By February, when Sandusky returned to court for a motions hearing, local leaders decided to keep street access open and reshuffle some media parking. They redirected a number of the TV satellite trucks to a county-owned parking lot behind the courthouse, helping to remove many from the streets.
A similar approach is expected again for the trial itself, Koval said. His office has been working with county and municipal officials to help develop practical arrangements for the trial.
Koval said one traffic lane on Allegheny Street -- in front of the courthouse -- may be closed to accommodate some satellite trucks during the trial. That decision would rest ultimately with Bellefonte police Chief Shawn Weaver; he could not be reached immediately on Tuesday.

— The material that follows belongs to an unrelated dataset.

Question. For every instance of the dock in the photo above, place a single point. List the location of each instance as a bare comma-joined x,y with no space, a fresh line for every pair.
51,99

Among other trial provisions now in the works:
- A committee of media representatives -- mainly from national broadcasters -- and local officials is crafting some logistical arrangements, primarily for news coverage. National television organizations are collaborating to streamline video feeds and related material, which should ease congestion and confusion outside the courthouse. Broadcasters have suggested designating a specific area for all media interviews -- to help prevent news crews from chasing parties outside the courthouse. "That will help us a lot," Boyde said.
- An auxiliary courtroom may again be established in an adjacent annex building, as it was for Sandusky's court appearance in December. At that event, some 200 reporters and 100 media technicians descended on Bellefonte. Many could not fit into the main courtroom -- Courtroom No. 1 in the courthouse -- and were redirected to the annex space. There, a closed-circuit feed from Courtroom No. 1 was available. Expenses for that provision would fall to the county, Koval said.

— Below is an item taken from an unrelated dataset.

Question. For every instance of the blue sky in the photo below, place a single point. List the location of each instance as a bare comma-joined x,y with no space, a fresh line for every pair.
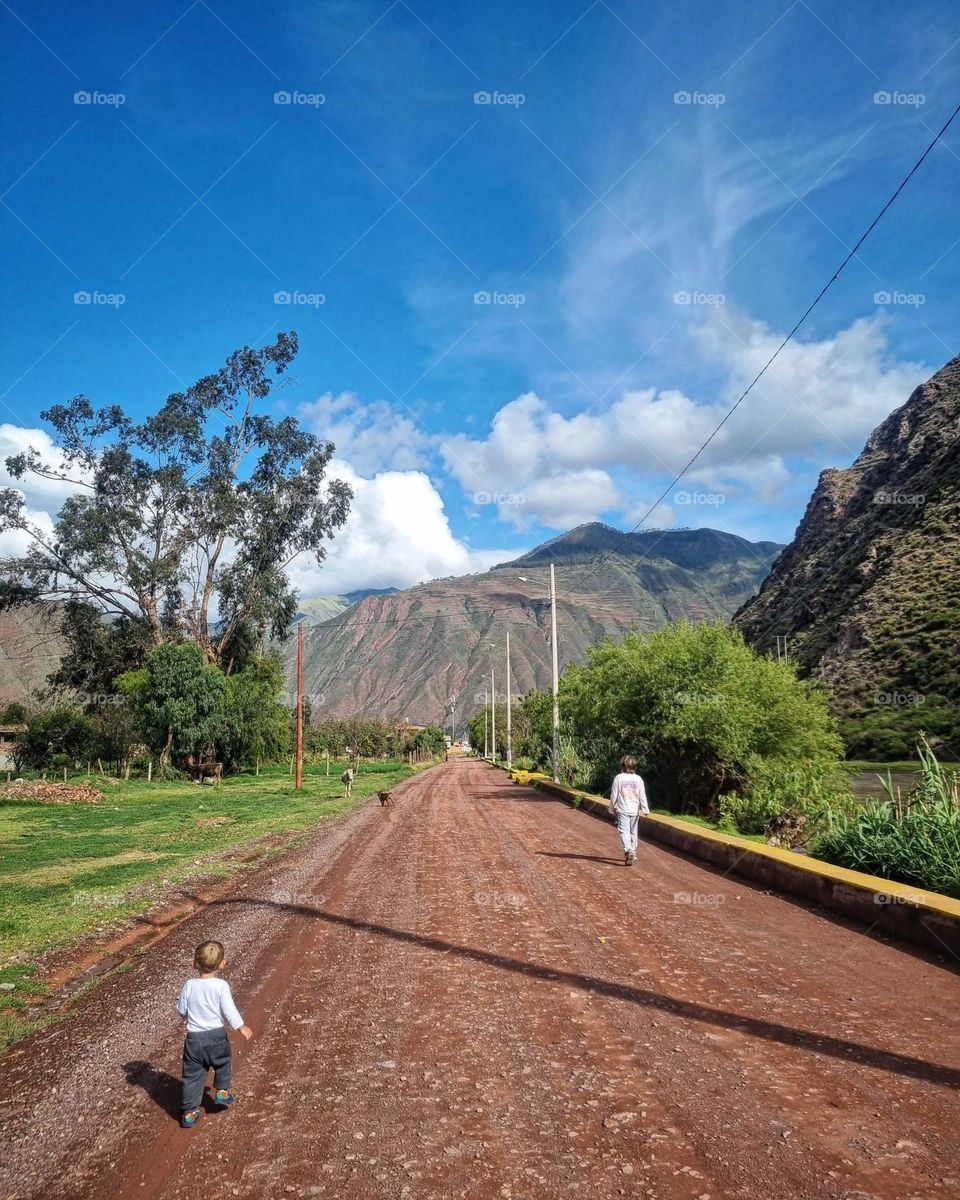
648,196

Planning for the trial has involved a range of agencies. Bellefonte borough police, for instance, will take the lead in handling vehicular traffic; the county Sheriff's Office, courthouse security; and the county courts and government, other special provisions such as an auxiliary courtroom. Plus, the state broadcasters' and newspaper associations have provided assistance for media credentialing.
Overall cost estimates were not immediately available earlier this week, though Boyde said the county -- including the sheriff's department -- is "not looking at adding a bunch of staff." He said the sheriff, Denny Nau, does not expect a lot of overtime expenses -- just a redirection of resources during the trial period.

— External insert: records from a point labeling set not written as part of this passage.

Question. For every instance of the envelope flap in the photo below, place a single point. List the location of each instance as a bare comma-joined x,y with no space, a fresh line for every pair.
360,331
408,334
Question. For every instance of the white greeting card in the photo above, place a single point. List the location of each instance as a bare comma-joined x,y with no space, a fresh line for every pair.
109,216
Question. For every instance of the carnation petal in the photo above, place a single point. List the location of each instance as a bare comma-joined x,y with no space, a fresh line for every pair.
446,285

Having worked through earlier Sandusky court proceedings, Boyde said, "everyone's feeling a lot more comfortable from the standpoint of knowing what to do."
Sandusky, a former Penn State assistant football coach and The Second Mile's founder, is charged with 52 criminal counts in a child-sexual-abuse case. He has maintained that he is innocent. Jury selection for his expected trial is scheduled for May 14.
The next proceeding in his case is set for Monday in Bellefonte. At that point, his lead attorney, Joseph Amendola, will argue state prosecutors should give the defense, in a pre-trial discovery phase, more details of their investigation into Sandusky.
It was not immediately clear Tuesday whether Sandusky himself will appear for the Monday hearing.